The difference between the two addressing modes is...the source of the address...For direct addressing mode the address of the item to be accessed is an immediate encoded in the instruction, so the instruction is larger, in some cases much larger so it requires more clock cycles to access, ideally it is in the cache as it is the bytes immediately following the opcode and the fetching of the opcode normally causes at least a cache line behind it to be fetched, with anything but the oldest x86 platforms I dont see how you would get to where you are executing the instruction without the rest of the instruction and the next few/many instructions already fetched and in the pipe. Even old x86 processors had a prefetch queue of some size.

Register addressing means the address for the item being accessed is in a register. Assuming the address was already there, then this is faster because you dont incur the larger instruction, extra cycles, more of the cache line burned for instruction. Where you have to be careful with this argument is say for example the instruction just before is loading the immediate address into the register.

mov ax,[1000h]


mov ax,[bx]

The second one is faster than the first (for things that can be compared at this level), because of the instruction size and additional cache burned and cycles take.

BUT

mov ax,[1000h]


mov bx,1000h    
mov ax,[bx]

the direct addressing is faster because overall it takes fewer cycles to fetch and execute (for things that can be compared).

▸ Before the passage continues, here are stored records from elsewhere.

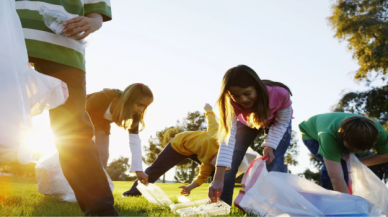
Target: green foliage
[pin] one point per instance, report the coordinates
(292, 151)
(310, 175)
(372, 103)
(183, 175)
(363, 24)
(117, 169)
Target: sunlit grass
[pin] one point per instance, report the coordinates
(20, 197)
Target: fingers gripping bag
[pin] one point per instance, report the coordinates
(366, 184)
(276, 194)
(51, 180)
(23, 91)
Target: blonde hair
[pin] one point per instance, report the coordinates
(244, 76)
(122, 115)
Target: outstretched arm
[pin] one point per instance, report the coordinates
(89, 24)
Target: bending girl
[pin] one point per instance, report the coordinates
(125, 108)
(247, 105)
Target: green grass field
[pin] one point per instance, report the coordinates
(20, 197)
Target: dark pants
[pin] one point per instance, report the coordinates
(244, 138)
(166, 160)
(73, 132)
(313, 146)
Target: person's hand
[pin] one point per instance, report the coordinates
(80, 24)
(215, 190)
(207, 106)
(142, 177)
(268, 151)
(185, 190)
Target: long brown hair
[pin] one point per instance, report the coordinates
(359, 131)
(122, 115)
(243, 76)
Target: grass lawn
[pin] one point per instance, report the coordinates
(20, 197)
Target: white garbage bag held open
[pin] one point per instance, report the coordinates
(23, 91)
(51, 180)
(274, 194)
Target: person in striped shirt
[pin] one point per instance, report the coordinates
(200, 146)
(59, 54)
(247, 105)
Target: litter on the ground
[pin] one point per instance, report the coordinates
(154, 194)
(203, 207)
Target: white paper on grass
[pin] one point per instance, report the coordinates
(23, 91)
(275, 193)
(154, 194)
(51, 180)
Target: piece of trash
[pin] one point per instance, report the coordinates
(202, 207)
(183, 199)
(154, 194)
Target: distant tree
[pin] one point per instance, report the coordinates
(183, 175)
(195, 121)
(117, 169)
(310, 175)
(363, 24)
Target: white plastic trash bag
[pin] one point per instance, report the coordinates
(23, 91)
(366, 184)
(249, 156)
(274, 193)
(51, 180)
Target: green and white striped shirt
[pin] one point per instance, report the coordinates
(43, 43)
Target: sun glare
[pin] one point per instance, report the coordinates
(40, 140)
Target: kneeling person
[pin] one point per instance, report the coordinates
(199, 146)
(329, 135)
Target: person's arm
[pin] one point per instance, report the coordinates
(276, 132)
(212, 125)
(334, 169)
(136, 159)
(224, 162)
(375, 159)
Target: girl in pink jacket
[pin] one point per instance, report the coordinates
(248, 105)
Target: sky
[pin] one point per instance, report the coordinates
(181, 50)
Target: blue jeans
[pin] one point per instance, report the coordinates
(166, 160)
(313, 146)
(244, 138)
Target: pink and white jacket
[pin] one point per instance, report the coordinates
(279, 119)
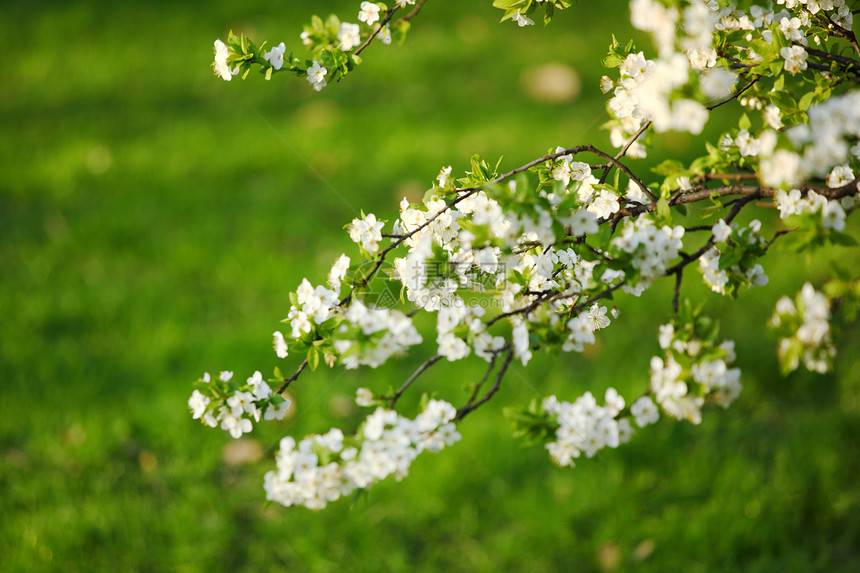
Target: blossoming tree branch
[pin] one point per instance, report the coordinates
(541, 257)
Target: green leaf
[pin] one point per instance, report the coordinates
(806, 101)
(844, 239)
(313, 357)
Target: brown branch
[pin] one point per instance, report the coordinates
(430, 362)
(734, 96)
(464, 411)
(292, 378)
(412, 14)
(376, 31)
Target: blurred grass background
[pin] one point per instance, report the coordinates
(153, 220)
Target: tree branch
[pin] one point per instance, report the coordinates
(427, 364)
(292, 378)
(464, 411)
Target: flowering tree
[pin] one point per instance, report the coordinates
(542, 256)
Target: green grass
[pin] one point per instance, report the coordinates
(153, 220)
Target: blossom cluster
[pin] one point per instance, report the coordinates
(513, 263)
(583, 426)
(805, 325)
(693, 369)
(830, 213)
(323, 468)
(233, 405)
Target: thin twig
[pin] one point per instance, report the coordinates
(430, 362)
(292, 378)
(462, 412)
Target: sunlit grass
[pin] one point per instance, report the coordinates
(154, 219)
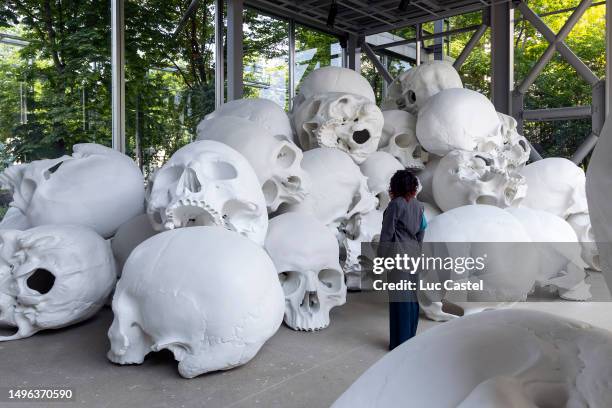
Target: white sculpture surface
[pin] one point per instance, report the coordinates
(263, 112)
(365, 229)
(425, 177)
(349, 122)
(129, 236)
(468, 177)
(333, 79)
(275, 160)
(459, 119)
(339, 190)
(516, 148)
(208, 295)
(305, 253)
(505, 358)
(208, 183)
(411, 90)
(96, 187)
(509, 273)
(561, 268)
(52, 276)
(555, 185)
(379, 168)
(581, 223)
(399, 139)
(599, 196)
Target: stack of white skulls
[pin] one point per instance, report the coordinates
(468, 156)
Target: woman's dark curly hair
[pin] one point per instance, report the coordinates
(403, 184)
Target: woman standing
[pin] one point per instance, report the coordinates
(402, 232)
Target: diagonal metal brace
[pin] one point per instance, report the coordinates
(554, 45)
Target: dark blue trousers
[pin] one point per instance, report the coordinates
(403, 321)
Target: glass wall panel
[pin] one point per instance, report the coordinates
(314, 49)
(266, 58)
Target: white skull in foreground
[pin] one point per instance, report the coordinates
(349, 122)
(305, 253)
(208, 295)
(516, 148)
(263, 112)
(581, 223)
(599, 195)
(467, 177)
(207, 183)
(379, 168)
(411, 90)
(459, 119)
(365, 229)
(129, 236)
(52, 276)
(339, 190)
(561, 268)
(275, 160)
(505, 358)
(399, 139)
(425, 177)
(479, 231)
(97, 187)
(555, 185)
(333, 79)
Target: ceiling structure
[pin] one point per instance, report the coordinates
(366, 17)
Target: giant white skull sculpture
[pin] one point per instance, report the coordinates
(349, 122)
(263, 112)
(208, 183)
(399, 139)
(275, 160)
(52, 276)
(505, 358)
(467, 177)
(411, 90)
(459, 119)
(473, 231)
(208, 295)
(305, 253)
(97, 187)
(599, 195)
(365, 229)
(516, 148)
(555, 185)
(561, 268)
(339, 190)
(379, 168)
(333, 79)
(581, 223)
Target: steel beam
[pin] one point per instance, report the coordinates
(552, 47)
(502, 56)
(583, 70)
(219, 55)
(552, 114)
(382, 70)
(354, 53)
(467, 50)
(235, 70)
(118, 74)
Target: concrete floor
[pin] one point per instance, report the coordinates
(293, 369)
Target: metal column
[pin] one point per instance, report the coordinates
(118, 74)
(219, 55)
(502, 56)
(354, 53)
(234, 49)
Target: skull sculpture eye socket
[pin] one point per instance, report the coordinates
(41, 281)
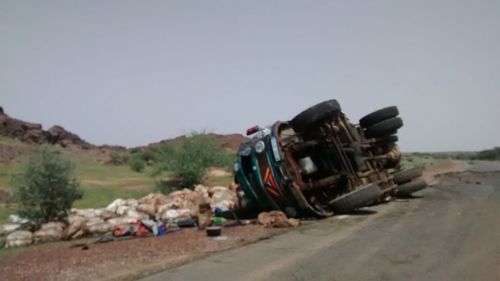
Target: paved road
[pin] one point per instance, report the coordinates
(452, 232)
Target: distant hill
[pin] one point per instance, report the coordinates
(229, 141)
(33, 133)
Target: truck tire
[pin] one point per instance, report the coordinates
(408, 188)
(356, 199)
(378, 116)
(391, 139)
(315, 114)
(383, 128)
(407, 175)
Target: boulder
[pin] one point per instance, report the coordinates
(98, 226)
(115, 204)
(149, 209)
(52, 231)
(179, 214)
(75, 230)
(18, 239)
(119, 221)
(224, 199)
(276, 219)
(136, 215)
(8, 228)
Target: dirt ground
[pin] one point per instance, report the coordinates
(123, 260)
(447, 232)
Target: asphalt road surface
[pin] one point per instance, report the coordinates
(449, 232)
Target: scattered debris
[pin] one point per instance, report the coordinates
(153, 215)
(276, 219)
(19, 238)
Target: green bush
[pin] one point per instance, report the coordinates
(45, 187)
(118, 158)
(136, 163)
(188, 161)
(489, 154)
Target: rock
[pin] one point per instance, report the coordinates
(86, 213)
(224, 199)
(179, 214)
(136, 215)
(276, 219)
(74, 218)
(156, 199)
(75, 230)
(147, 209)
(119, 221)
(19, 238)
(106, 214)
(203, 191)
(115, 204)
(214, 189)
(8, 228)
(122, 210)
(14, 218)
(98, 226)
(52, 231)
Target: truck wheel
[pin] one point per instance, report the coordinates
(391, 139)
(378, 116)
(407, 175)
(388, 126)
(408, 188)
(355, 199)
(315, 114)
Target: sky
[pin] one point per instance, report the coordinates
(135, 72)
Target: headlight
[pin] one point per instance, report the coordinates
(260, 146)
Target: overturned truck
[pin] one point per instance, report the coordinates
(320, 164)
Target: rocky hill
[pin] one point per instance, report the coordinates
(229, 141)
(34, 133)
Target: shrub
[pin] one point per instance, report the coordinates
(188, 161)
(117, 158)
(136, 164)
(489, 154)
(45, 187)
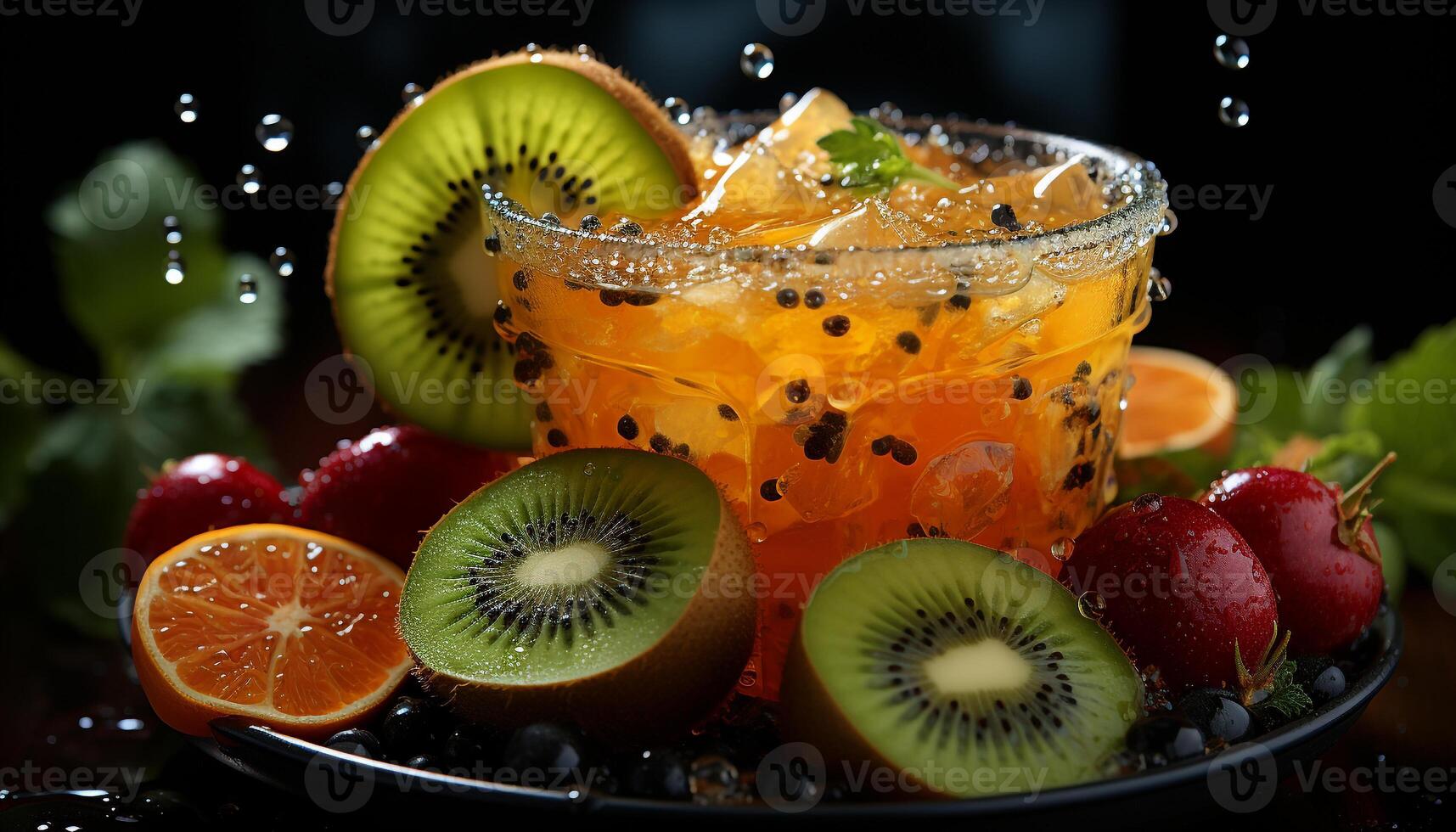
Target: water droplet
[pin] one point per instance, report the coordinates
(248, 179)
(175, 270)
(1168, 225)
(1234, 113)
(756, 61)
(281, 261)
(677, 110)
(366, 138)
(1159, 287)
(1231, 51)
(1091, 605)
(185, 108)
(274, 132)
(1062, 548)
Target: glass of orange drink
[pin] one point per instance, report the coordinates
(852, 364)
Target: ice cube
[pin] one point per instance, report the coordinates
(964, 492)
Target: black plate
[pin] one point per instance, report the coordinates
(1241, 779)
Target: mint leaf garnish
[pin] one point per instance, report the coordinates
(869, 156)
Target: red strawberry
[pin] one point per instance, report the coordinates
(388, 488)
(1317, 544)
(201, 492)
(1180, 589)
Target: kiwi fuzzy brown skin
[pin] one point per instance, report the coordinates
(653, 118)
(638, 701)
(647, 113)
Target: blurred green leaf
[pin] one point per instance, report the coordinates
(1414, 411)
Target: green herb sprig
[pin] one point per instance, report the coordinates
(869, 156)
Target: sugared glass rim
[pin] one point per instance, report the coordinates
(1128, 225)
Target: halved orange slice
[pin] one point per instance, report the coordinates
(289, 627)
(1178, 402)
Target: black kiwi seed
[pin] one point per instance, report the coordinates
(796, 391)
(1005, 217)
(628, 429)
(769, 490)
(903, 452)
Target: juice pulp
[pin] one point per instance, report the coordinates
(820, 360)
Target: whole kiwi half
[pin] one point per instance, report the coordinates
(958, 671)
(413, 290)
(609, 589)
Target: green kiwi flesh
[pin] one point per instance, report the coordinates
(413, 290)
(958, 667)
(593, 587)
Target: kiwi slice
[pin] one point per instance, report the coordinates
(600, 587)
(413, 290)
(960, 669)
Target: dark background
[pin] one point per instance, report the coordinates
(1350, 128)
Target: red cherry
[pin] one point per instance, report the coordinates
(201, 492)
(1317, 544)
(1180, 589)
(386, 490)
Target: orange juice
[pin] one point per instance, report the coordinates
(852, 366)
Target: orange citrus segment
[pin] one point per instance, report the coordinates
(1178, 402)
(293, 628)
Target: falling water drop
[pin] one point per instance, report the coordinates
(248, 179)
(246, 289)
(175, 270)
(1232, 111)
(1091, 605)
(756, 61)
(364, 138)
(185, 107)
(281, 261)
(1231, 51)
(677, 110)
(274, 132)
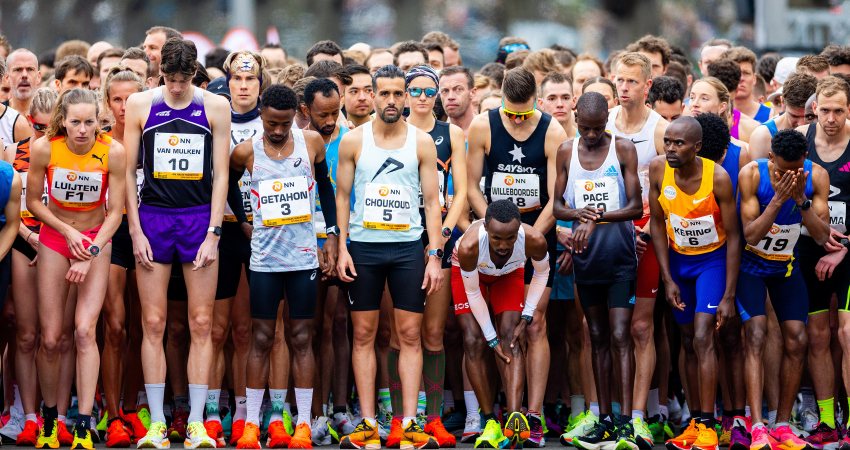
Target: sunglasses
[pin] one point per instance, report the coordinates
(417, 92)
(513, 115)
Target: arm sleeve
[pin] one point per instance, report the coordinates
(537, 286)
(477, 304)
(234, 196)
(326, 193)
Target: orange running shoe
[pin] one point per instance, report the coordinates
(65, 436)
(396, 432)
(436, 428)
(215, 431)
(250, 436)
(303, 437)
(236, 431)
(278, 437)
(117, 434)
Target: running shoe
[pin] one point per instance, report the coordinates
(277, 435)
(762, 440)
(517, 428)
(580, 428)
(363, 436)
(197, 437)
(303, 437)
(472, 428)
(84, 442)
(216, 432)
(51, 440)
(685, 440)
(236, 431)
(249, 437)
(438, 430)
(320, 429)
(29, 436)
(414, 437)
(642, 435)
(492, 436)
(156, 437)
(117, 434)
(787, 440)
(396, 431)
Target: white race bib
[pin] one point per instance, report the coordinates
(386, 207)
(285, 201)
(778, 244)
(523, 189)
(603, 193)
(693, 233)
(76, 189)
(178, 156)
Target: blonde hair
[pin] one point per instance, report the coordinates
(71, 97)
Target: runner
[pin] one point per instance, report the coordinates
(496, 248)
(697, 259)
(386, 243)
(779, 195)
(284, 261)
(518, 145)
(182, 133)
(598, 185)
(80, 162)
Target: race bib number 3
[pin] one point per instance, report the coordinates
(285, 201)
(523, 189)
(386, 207)
(178, 156)
(695, 232)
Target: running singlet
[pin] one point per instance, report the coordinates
(78, 182)
(253, 129)
(485, 264)
(177, 154)
(775, 253)
(694, 224)
(610, 256)
(385, 185)
(516, 170)
(282, 192)
(644, 141)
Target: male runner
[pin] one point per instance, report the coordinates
(183, 134)
(518, 145)
(497, 248)
(693, 196)
(779, 196)
(385, 161)
(598, 190)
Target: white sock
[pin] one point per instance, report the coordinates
(156, 396)
(303, 400)
(471, 403)
(253, 402)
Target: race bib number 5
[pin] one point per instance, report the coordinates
(285, 201)
(386, 207)
(178, 156)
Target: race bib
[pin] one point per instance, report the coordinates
(523, 189)
(178, 156)
(76, 189)
(601, 193)
(693, 233)
(386, 207)
(778, 244)
(285, 201)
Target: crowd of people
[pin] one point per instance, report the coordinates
(382, 247)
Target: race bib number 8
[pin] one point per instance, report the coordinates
(523, 189)
(285, 201)
(178, 156)
(386, 207)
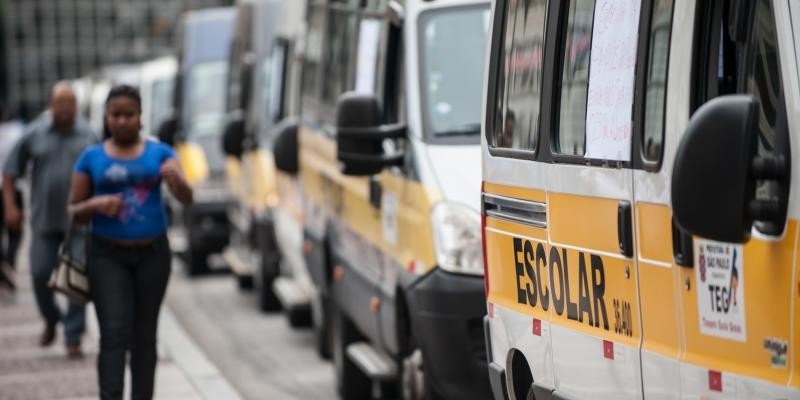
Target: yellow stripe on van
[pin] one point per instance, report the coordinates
(348, 198)
(193, 162)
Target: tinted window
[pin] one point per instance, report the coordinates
(313, 52)
(519, 85)
(453, 46)
(656, 86)
(577, 45)
(339, 55)
(206, 104)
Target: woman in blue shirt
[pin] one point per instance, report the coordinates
(116, 185)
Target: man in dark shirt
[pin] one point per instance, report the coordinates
(52, 145)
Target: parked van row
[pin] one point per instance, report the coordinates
(517, 199)
(640, 199)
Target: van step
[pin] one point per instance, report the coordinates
(234, 260)
(376, 364)
(291, 295)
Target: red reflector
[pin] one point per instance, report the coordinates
(608, 349)
(715, 381)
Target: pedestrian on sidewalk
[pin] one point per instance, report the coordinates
(11, 130)
(117, 186)
(51, 145)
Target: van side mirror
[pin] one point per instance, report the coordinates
(167, 131)
(360, 135)
(233, 136)
(284, 149)
(716, 170)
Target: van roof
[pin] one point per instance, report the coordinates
(207, 34)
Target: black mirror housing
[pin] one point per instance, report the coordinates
(233, 136)
(712, 183)
(167, 132)
(360, 135)
(284, 149)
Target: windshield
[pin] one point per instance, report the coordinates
(206, 98)
(452, 55)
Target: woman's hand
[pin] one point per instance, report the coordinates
(108, 205)
(173, 176)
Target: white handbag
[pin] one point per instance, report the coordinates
(70, 276)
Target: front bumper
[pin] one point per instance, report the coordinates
(497, 375)
(447, 320)
(207, 225)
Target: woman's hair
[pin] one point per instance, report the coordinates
(121, 91)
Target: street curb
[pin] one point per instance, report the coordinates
(184, 352)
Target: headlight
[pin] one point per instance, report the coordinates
(457, 238)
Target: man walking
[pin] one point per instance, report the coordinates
(11, 131)
(52, 145)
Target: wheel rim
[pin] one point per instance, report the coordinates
(413, 377)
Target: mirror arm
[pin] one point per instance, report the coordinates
(375, 133)
(384, 159)
(765, 210)
(769, 167)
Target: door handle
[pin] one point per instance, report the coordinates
(625, 228)
(682, 247)
(375, 192)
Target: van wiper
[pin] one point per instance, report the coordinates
(464, 130)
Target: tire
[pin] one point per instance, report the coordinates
(413, 380)
(321, 321)
(196, 262)
(350, 380)
(299, 318)
(267, 301)
(244, 282)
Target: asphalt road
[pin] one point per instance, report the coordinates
(259, 354)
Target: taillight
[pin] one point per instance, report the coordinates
(483, 243)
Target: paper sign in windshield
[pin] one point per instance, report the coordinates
(611, 79)
(720, 289)
(367, 63)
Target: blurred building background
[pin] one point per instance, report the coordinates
(42, 41)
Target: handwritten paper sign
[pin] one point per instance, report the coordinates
(367, 63)
(611, 79)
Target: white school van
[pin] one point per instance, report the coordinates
(640, 199)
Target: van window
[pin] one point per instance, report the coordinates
(206, 107)
(763, 74)
(576, 52)
(313, 52)
(751, 65)
(656, 85)
(519, 85)
(339, 54)
(452, 46)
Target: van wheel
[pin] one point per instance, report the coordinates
(321, 320)
(267, 301)
(413, 379)
(350, 380)
(244, 282)
(196, 261)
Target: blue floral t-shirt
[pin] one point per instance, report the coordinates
(138, 181)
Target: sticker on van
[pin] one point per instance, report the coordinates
(720, 289)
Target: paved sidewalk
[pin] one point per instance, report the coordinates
(29, 372)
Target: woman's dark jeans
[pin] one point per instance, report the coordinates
(127, 287)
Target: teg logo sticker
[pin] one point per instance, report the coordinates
(720, 289)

What do I mean by for things that can be compared? The addressing mode has to do with where the address comes FROM. once you start to EXECUTE that instruction and perform a memory cycle then the two are equal, it is an address on a bus, to be comparing the two instructions the data size is the same. it may very well be the case that direct adddressing is faster for some test program simply because for that test program the data is always in the data cache, where for that test program the register addressing version is not or sometimes is not. So the things that can be compared between the two instructions are the size of the instruction, which leads to the cycles and cache line it burns. One cache line can hold many register based instructions but only a few direct/immediate based instructions, so by using direct/immediate you have an opportunity cost and incur more memory cycles overall when executing the program. YES, many of these cycles are in parallel on anything remotely modern.

So these types of questions have to do with whether or not you understand the instruction set, and depending on how much detail you return, whether or not you understand beyond that what the actual costs are. Likewise without experience, simply trying an experiment will likely fail or show no difference as you have to craft the experiment around the caches.

I highly recommend the book The Zen of Assembly Language by Michael Abrash

http://www.amazon.com/Zen-Assembly-Language-Knowledge-Programming/dp/0673386023/ref=sr_1_1?ie=UTF8&qid=1335971069&sr=8-1

NOT the free one that comes with the big black graphics programming book that one is incomplete. You can get a used copy in good shape (bought a second one and it was better than my original that I bought at the store and has lived on a bookshelf). The details about 8088 and 8086 were outdated when the book went to print, that is not the importance of the book, the importance is to understand how to attack the problem, how to think about the problem and get an elementary insight as to what is going on behind the scenes. It is significantly more complicated today, still understandable, but I recommend starting with a foundation like this before jumping into what you see today. Esp with x86 (I highly recommend learning something, anything, other than x86 first when you start looking at busses and caching, etc). http://github.com/dwelch67/amber_samples. I have cleaned up and made the amber processor (arm2 clone) available using open source tools so that you can see things running inside the processor. One version of the amber has a cache. Again a stepping stone, adding mmus and multi cores, etc just adds to the complexity.

Super short answer, the direct addressing encodes using a longer instruction, more cycles than register addressing when only the two instructions are compared to each other. Memory side effects, caching, etc can confuse or neutralize the differences.